Mutual funds suit all classes of investors. You may choose a fund depending how much risk you are willing to take and when you want the money back. Go for an equity fund if you don't mind a little higher risk.
If you are slightly risk-averse, prefer a balanced fund, which invests in stocks only up to 60-70%. If you are largely risk-averse, stick to debt funds. Have very little appetite for risks? Choose liquid funds like Cash Funds or short term floating rate funds.
You may also choose funds depending on when you want your funds back. Look at a cash fund if you need the money in a few weeks. A short-term bond fund would just be fine for you if you expect a return in 3 to 6 months.
An income fund or an equity fund would fit in if you can afford to leave it with the fund manager for over a year. Even within each category, you can pick and choose. In equity funds, for example, you have a variety of options: blue chip funds, mid-cap funds, contrarian funds, opportunity funds, dividend yield funds, sectoral funds that invest specifically in select business segments etc. Equity-linked savings schemes allow you to reap tax gains up to Rs 1 lakh (Rs 100,000) a year.
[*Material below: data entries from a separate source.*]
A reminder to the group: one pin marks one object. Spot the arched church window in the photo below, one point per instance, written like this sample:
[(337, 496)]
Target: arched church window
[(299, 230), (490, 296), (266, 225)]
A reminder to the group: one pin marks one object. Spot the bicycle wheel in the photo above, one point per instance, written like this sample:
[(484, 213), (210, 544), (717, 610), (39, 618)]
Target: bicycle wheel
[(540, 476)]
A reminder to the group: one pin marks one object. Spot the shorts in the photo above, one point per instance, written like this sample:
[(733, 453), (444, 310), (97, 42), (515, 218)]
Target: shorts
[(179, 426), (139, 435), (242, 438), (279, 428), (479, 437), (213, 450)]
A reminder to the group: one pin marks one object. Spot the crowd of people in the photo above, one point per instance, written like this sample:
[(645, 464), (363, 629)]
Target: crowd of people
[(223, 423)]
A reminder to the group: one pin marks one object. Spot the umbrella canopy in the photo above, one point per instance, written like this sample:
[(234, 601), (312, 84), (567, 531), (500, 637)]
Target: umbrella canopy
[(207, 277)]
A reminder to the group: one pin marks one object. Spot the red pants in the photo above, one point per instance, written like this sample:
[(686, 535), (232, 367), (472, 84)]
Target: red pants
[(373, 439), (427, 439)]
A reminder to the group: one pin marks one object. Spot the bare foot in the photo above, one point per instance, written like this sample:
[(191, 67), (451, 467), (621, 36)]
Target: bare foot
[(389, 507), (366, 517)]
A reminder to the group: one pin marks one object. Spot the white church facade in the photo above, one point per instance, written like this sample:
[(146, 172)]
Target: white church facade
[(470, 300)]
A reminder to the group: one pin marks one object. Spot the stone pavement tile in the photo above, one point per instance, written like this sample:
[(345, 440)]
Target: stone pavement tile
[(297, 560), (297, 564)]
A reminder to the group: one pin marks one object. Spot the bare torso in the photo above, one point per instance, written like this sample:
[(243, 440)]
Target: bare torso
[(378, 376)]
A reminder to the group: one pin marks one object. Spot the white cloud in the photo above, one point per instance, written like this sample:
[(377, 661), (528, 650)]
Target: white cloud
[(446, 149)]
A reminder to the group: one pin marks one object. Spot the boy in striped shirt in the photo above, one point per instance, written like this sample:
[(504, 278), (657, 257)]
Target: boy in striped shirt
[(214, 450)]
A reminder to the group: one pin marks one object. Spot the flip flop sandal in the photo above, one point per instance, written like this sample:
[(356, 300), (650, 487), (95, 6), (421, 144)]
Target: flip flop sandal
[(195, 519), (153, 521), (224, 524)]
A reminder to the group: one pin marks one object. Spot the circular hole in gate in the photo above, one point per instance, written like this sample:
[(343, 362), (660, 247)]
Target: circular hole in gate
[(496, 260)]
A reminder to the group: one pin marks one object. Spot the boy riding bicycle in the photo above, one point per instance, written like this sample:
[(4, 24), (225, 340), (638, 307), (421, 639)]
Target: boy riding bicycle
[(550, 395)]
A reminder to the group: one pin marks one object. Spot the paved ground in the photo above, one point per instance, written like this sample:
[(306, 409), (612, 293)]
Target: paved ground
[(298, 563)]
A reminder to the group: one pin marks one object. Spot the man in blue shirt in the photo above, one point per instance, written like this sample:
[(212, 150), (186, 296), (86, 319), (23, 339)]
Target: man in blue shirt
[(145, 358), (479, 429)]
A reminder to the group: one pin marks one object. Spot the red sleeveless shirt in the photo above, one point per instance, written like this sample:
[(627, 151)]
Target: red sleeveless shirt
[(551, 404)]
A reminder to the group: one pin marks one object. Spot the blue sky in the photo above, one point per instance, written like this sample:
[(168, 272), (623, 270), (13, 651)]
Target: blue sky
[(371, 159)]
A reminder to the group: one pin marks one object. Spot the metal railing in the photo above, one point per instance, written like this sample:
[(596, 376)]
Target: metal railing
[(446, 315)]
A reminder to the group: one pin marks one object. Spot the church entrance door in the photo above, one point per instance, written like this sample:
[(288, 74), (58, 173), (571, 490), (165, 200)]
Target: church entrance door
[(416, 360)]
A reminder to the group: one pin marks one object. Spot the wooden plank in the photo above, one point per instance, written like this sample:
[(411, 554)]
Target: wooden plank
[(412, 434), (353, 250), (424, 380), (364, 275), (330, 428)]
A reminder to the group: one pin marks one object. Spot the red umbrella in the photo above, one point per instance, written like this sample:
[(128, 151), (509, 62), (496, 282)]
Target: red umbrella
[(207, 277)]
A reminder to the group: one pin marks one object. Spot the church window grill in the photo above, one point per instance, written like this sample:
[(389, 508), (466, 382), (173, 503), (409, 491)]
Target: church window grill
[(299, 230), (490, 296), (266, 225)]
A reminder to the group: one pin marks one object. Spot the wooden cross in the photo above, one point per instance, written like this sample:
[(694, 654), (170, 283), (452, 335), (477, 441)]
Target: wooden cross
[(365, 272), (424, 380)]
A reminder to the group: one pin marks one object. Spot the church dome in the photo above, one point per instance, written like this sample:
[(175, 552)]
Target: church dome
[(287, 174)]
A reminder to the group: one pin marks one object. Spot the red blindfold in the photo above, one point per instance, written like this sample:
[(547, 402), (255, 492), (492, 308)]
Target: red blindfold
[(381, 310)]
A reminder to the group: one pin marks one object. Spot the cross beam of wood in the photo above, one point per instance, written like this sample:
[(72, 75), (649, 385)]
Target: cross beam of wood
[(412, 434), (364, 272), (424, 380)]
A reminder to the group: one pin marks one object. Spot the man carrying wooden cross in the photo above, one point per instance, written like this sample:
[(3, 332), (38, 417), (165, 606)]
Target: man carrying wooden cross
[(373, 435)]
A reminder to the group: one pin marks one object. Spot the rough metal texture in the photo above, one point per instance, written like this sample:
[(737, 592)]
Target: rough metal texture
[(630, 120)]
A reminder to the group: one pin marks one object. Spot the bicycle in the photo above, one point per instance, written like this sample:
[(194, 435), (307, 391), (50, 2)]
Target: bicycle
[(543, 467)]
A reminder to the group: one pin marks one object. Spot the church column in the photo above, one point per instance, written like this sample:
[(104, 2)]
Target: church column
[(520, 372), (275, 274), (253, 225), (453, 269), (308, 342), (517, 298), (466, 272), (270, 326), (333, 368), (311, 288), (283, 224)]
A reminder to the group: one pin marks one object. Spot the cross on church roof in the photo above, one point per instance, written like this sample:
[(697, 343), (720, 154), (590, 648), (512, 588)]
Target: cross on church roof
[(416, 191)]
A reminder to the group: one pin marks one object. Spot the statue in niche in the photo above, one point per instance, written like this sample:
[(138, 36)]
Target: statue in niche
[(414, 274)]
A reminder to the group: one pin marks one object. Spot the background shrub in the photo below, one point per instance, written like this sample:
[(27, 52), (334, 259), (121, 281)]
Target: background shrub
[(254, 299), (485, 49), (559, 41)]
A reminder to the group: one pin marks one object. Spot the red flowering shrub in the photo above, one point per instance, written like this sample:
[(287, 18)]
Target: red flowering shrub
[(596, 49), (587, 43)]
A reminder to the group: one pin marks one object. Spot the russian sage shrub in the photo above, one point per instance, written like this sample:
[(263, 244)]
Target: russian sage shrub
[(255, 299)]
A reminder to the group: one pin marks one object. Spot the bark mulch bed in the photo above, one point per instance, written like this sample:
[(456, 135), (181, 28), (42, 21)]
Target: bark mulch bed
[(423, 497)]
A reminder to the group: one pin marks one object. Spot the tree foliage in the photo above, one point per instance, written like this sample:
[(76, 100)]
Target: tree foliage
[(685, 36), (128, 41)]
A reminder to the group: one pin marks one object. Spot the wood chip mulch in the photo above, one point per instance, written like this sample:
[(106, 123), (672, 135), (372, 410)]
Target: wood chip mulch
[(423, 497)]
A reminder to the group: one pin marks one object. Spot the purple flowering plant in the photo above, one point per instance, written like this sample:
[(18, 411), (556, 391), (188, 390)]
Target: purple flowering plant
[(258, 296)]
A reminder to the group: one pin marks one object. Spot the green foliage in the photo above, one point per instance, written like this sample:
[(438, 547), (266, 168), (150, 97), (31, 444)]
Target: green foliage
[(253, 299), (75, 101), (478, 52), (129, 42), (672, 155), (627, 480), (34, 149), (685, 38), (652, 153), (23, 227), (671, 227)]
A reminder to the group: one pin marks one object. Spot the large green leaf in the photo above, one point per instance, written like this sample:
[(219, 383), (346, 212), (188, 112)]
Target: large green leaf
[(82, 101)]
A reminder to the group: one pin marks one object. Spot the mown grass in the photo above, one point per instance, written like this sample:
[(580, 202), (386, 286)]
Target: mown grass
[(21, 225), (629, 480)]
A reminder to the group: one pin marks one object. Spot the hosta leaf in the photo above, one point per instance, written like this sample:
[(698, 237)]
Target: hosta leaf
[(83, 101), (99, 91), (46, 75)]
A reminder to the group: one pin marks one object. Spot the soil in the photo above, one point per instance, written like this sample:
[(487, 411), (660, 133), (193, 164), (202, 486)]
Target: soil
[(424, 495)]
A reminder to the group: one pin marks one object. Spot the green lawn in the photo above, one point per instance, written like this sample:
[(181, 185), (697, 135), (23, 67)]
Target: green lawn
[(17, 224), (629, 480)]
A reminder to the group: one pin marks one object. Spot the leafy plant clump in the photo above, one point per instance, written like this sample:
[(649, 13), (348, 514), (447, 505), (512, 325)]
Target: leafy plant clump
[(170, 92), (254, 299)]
You may want to invest but may not have a large corpus right now. Do not worry. Save a little every month. Many equity funds offer the option of systematic investment plan (SIP) that permits you to invest a certain sum every month or every quarter. This way, you not only discipline your investments but to a great extent can protect yourself against the vagaries of the market.
Debt funds do not lack luster either. Choose among medium term debt funds, short-term bond funds, floating rate funds, dynamic bond funds and cash funds. If you want an aggressive debt fund, then go for gilt funds. If you prefer a mix of both equity and debt, MIPs or balanced funds would do just fine.